The windy introduction to the UK summer may have been a curse for some, but for the first time ever, it has assisted in setting a new record in renewable power production.
The statistics released by The National Grid on Wednesday afternoon show that wind, hydro, solar and nuclear power each generated a total of 50.7% (35.4GW) of the UK’s demand energy, which is more electricity than coal and gas combined.
— Drax (@Draxnews) June 7, 2017
Despite the drop in the amount of money invested in renewable energy in 2016, the capacity of low carbon sourced energy has globally increased. This is more than likely due to the reduced cost of production and construction of renewable energy sources such as wind and solar farms.
Emma Pinchbeck, who heads up renewable energy trade body RenewableUK, said: “National Grid is confirming that low-carbon sources are generating 70pc of our electricity – with wind power the star amongst these sources.”
High-speed winds and an increase in wind farm production across Europe has also set records for countries such as Germany and the Netherlands. This breakthrough of recent statistics has lead many other counties to install more renewables. So much so, that alliances between Germany, Denmark, and Belgium have been set to install a wind farm off the EU coast to increase the whole of the offshore wind capacity by 500 percent.

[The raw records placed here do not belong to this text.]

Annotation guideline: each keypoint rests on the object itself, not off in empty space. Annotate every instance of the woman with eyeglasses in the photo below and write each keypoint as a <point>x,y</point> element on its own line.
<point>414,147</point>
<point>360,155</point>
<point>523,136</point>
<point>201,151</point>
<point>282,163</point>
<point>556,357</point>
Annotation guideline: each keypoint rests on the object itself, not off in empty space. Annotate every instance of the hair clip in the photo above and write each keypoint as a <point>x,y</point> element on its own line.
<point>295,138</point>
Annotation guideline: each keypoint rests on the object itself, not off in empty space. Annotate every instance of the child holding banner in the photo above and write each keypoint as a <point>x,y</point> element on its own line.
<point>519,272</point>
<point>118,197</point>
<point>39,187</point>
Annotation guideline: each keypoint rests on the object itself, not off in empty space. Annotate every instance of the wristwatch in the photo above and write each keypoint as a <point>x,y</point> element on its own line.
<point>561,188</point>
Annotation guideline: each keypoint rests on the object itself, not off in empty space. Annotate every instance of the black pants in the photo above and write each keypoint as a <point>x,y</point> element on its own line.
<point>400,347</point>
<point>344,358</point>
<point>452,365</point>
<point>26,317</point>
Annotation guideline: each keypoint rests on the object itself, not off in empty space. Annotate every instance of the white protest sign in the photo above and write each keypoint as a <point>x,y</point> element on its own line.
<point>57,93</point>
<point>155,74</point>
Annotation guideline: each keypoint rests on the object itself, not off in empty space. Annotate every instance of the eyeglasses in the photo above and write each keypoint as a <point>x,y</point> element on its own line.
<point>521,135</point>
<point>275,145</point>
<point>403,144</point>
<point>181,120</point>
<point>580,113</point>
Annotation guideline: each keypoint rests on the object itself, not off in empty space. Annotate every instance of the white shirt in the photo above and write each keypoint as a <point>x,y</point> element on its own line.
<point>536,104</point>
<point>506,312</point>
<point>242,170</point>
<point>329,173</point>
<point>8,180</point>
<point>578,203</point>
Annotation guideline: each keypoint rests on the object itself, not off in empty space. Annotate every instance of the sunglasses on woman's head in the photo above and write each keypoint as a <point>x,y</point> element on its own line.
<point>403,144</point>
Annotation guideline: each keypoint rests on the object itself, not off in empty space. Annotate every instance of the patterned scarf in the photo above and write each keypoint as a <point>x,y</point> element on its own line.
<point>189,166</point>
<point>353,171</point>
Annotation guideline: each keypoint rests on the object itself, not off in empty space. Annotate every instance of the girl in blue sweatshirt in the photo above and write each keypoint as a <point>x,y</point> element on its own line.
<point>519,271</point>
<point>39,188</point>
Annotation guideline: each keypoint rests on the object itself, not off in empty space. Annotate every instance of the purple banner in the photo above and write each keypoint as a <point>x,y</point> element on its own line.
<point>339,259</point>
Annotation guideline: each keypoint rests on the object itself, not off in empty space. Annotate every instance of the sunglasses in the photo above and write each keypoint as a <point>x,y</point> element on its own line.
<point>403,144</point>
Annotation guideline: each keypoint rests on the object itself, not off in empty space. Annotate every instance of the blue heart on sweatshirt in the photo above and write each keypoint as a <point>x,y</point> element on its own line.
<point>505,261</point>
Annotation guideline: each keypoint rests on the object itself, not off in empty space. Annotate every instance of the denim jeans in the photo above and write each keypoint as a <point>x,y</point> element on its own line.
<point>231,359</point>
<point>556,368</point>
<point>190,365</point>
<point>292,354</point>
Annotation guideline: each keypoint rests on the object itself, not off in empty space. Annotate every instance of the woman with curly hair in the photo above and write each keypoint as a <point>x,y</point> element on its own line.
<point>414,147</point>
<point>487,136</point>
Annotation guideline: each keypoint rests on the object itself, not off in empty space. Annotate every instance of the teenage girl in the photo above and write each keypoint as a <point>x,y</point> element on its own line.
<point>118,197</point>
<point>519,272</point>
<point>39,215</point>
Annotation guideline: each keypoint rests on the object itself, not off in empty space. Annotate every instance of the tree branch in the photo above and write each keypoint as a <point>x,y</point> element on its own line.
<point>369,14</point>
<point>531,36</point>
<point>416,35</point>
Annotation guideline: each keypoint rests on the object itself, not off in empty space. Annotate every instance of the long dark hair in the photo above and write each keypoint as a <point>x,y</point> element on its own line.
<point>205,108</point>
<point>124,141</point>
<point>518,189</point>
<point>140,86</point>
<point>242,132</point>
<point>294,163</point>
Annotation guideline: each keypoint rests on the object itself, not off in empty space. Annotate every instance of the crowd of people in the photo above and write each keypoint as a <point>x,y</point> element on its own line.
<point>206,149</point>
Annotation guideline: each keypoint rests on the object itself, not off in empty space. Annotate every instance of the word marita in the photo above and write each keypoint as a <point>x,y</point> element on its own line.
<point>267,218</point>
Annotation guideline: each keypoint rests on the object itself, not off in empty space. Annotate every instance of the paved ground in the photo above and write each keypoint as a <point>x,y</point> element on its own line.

In addition to the benefits that it provides energy sustainability, experts at EnAPPSys stated that the huge amount of energy generated by wind farms across north-west Europe, both land and on sea, had caused power prices to fall drastically to a tenth of the original cost for the individual consumer.
“It’s a sign of how things are changing – coal is coming off and renewables are growing,” said Maf Smith, the deputy chief executive of trade body RenewableUK.
The falling market prices of wind and solar energy production has sparked a new era of renewables. A step in the right direction to combating many issues which the environment and governments face. Emma Pinchbeck states that “incoming government should be proud of what the wind sector has achieved in the UK, and work with the industry to ensure that these record-breaking days for wind energy generation become our new norm.”
Currently, the largest and most powerful wind turbine stands at 8MW each, off the coast of Liverpool. Germany’s Senvion is developing a turbine at 10MW. Finally the US company GE is working on a 12MW turbine. The continuation of developing more efficient renewables at a cheaper marketed rate is increasing. The daunting outlook on depleting fossil fuels could diminish and the future could head towards a greener generation.